By Kirchoffs voltage law the sum of the voltage in the circuit. Consider the circuit with variable resistor R.

5V 10ohms

R
A. find a relationship between I and R in the circuit using E=I R and kirchoffs voltage law.
B. the power to a resistor is given by I^2R watts write P as a function of R.
C. Find the setting of the variable resistor R so that it takes max power

A. To find the relationship between current (I) and variable resistor (R) in the circuit using Kirchhoff's voltage law, we need to analyze the circuit.

Let's assume that the voltage across the 10-ohm fixed resistor is V1 and the voltage across the variable resistor R is V2. According to Kirchhoff's voltage law, the sum of the voltages in a closed loop is zero.

Applying Kirchhoff's voltage law to the circuit:

5V - V1 - V2 = 0

Since the voltage across a resistor is given by Ohm's law (V = I * R), we can rewrite the equation:

5V - (I * 10Ω) - (I * R) = 0

Simplifying the equation:

5V - 10ΩI - RI = 0

Now, let's rearrange the terms:

RI + 10ΩI = 5V

Factoring out the current I:

I(R + 10Ω) = 5V

Finally, we get the relationship between current (I) and variable resistor (R):

I = 5V / (R + 10Ω)

B. The power (P) to a resistor is calculated using the formula P = I^2 * R, where I is the current passing through the resistor and R is the resistance.

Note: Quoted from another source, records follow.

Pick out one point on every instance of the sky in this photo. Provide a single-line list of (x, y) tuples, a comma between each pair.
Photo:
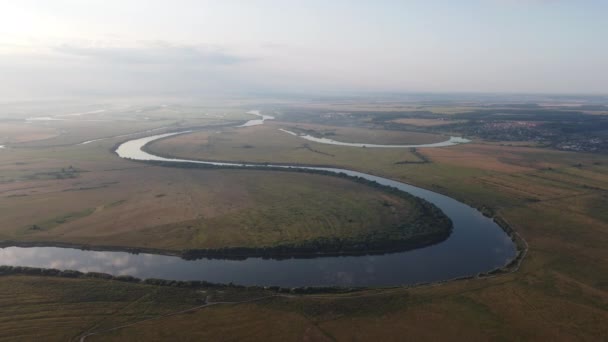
[(182, 47)]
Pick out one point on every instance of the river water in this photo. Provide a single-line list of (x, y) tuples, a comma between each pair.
[(476, 245)]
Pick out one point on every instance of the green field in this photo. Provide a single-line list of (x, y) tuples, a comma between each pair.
[(555, 200)]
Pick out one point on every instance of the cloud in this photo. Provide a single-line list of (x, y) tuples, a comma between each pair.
[(156, 53)]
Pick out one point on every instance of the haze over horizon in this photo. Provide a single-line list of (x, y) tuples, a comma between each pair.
[(139, 47)]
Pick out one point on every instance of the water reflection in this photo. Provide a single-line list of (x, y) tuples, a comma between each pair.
[(476, 245)]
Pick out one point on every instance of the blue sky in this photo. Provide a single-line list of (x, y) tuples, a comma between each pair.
[(153, 47)]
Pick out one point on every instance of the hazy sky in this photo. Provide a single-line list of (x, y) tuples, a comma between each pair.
[(73, 47)]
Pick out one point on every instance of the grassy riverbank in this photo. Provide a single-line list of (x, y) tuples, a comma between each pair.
[(101, 200)]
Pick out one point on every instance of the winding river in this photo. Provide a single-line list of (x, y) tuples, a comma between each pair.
[(476, 245)]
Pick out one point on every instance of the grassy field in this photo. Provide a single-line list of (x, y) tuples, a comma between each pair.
[(555, 200), (363, 135), (86, 195), (268, 144)]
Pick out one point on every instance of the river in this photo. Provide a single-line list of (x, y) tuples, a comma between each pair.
[(476, 245)]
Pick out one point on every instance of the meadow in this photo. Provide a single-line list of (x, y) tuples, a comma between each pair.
[(555, 200)]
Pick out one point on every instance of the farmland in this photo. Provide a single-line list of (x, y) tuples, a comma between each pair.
[(554, 199)]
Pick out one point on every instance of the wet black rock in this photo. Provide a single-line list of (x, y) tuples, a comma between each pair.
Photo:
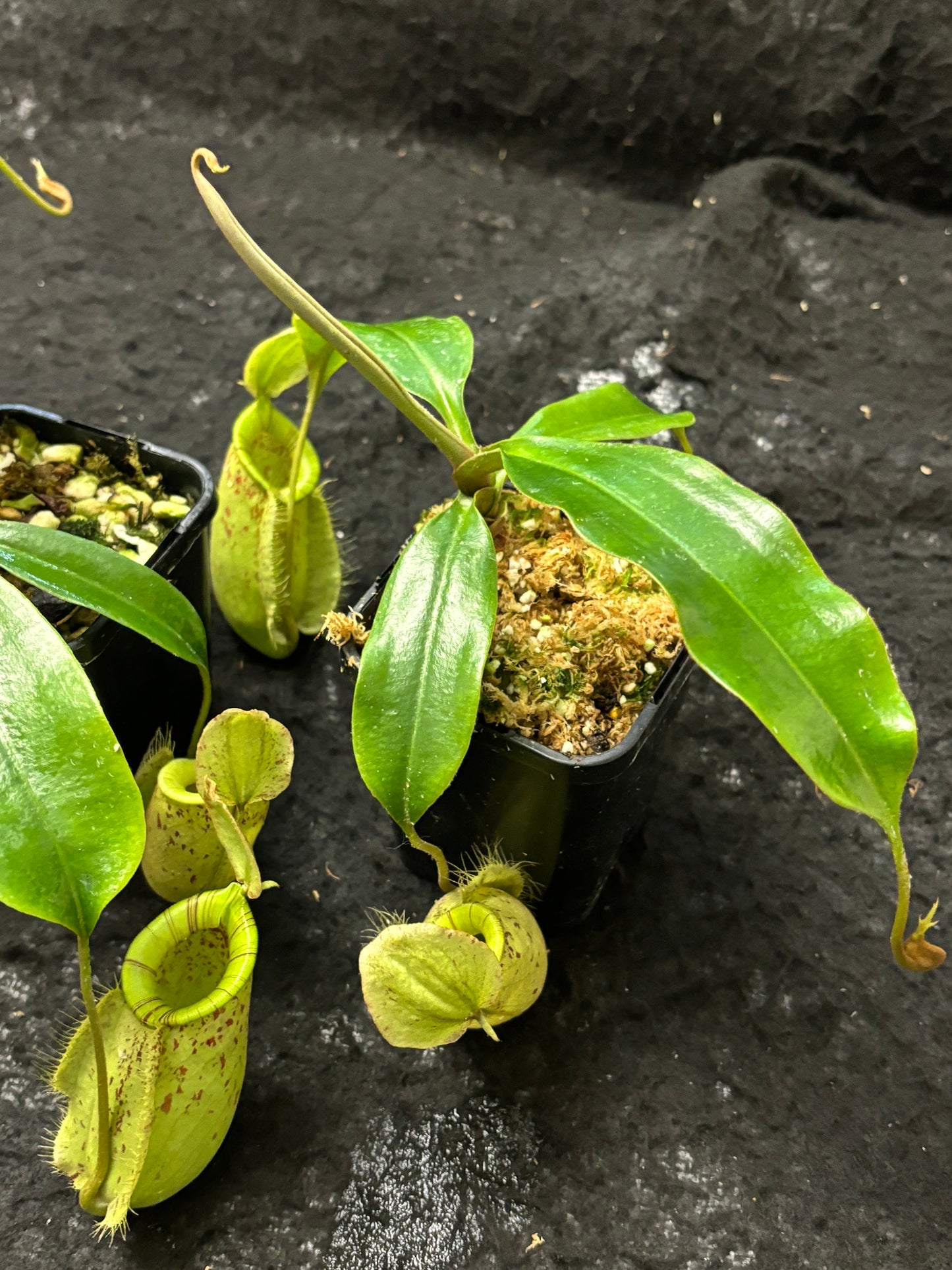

Substituting the relationship we found in part A, we can express the current (I) in terms of R:

I = 5V / (R + 10Ω)

Now, we can substitute the expression for I in the power formula:

P = (5V / (R + 10Ω))^2 * R

Simplifying the equation:

P = (25V^2 / (R + 10Ω)^2) * R

Therefore, the power (P) as a function of R is:

P = (25VR^2) / (R + 10Ω)^2

C. To find the setting of the variable resistor R that maximizes the power, we need to find the value of R that gives the maximum value of the function P = (25VR^2) / (R + 10Ω)^2.

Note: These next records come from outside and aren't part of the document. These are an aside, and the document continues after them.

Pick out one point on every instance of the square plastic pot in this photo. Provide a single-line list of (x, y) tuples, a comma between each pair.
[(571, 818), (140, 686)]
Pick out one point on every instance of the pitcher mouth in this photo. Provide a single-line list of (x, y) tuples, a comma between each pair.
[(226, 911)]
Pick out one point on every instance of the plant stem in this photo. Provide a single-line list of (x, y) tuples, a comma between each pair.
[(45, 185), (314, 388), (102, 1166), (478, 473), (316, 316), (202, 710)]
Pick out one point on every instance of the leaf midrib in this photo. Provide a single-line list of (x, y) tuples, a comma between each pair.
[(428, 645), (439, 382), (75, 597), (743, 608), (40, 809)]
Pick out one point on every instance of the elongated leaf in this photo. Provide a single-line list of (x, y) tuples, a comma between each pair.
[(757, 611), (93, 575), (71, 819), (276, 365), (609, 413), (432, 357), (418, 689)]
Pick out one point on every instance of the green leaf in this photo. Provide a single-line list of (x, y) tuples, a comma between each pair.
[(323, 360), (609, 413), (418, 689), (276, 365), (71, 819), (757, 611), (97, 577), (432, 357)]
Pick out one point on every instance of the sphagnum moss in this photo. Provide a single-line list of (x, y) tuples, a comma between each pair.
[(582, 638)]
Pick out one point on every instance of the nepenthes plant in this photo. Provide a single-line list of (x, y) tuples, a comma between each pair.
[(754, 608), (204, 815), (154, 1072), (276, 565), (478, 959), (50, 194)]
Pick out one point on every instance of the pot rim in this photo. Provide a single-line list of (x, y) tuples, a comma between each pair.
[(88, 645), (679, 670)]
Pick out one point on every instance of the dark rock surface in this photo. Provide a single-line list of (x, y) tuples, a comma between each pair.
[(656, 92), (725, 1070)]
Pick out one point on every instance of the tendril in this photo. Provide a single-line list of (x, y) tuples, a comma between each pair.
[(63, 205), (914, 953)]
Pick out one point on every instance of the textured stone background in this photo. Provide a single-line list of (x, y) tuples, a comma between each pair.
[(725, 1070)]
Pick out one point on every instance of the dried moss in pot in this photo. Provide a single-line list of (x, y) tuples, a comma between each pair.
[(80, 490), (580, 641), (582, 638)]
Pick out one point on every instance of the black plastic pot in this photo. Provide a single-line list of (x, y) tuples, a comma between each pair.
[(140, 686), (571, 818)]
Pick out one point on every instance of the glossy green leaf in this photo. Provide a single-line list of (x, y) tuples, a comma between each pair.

To maximize the power, we can differentiate the power function with respect to R and set the derivative equal to zero. Taking the derivative:

dP/dR = (50VR(R + 10Ω)^2 - 50VR^2(2R + 20Ω)) / (R + 10Ω)^4

Setting the derivative equal to zero:

(50VR(R + 10Ω)^2 - 50VR^2(2R + 20Ω)) / (R + 10Ω)^4 = 0

Simplifying the equation:

50VR(R + 10Ω)^2 - 50VR^2(2R + 20Ω) = 0

Dividing both sides by 50VR:

(R + 10Ω)^2 - R(2R + 20Ω) = 0

Expanding and simplifying:

R^2 + 20R + 100Ω^2 - 2R^2 - 20R = 0

Rearranging the terms:

-R^2 + 100Ω^2 = 0

Simplifying further:

R^2 = 100Ω^2

Taking the square root, we get two solutions:

R = 10Ω (positive square root)
R = -10Ω (negative square root)

Since resistance cannot be negative, the setting of the variable resistor R that maximizes the power is R = 10Ω.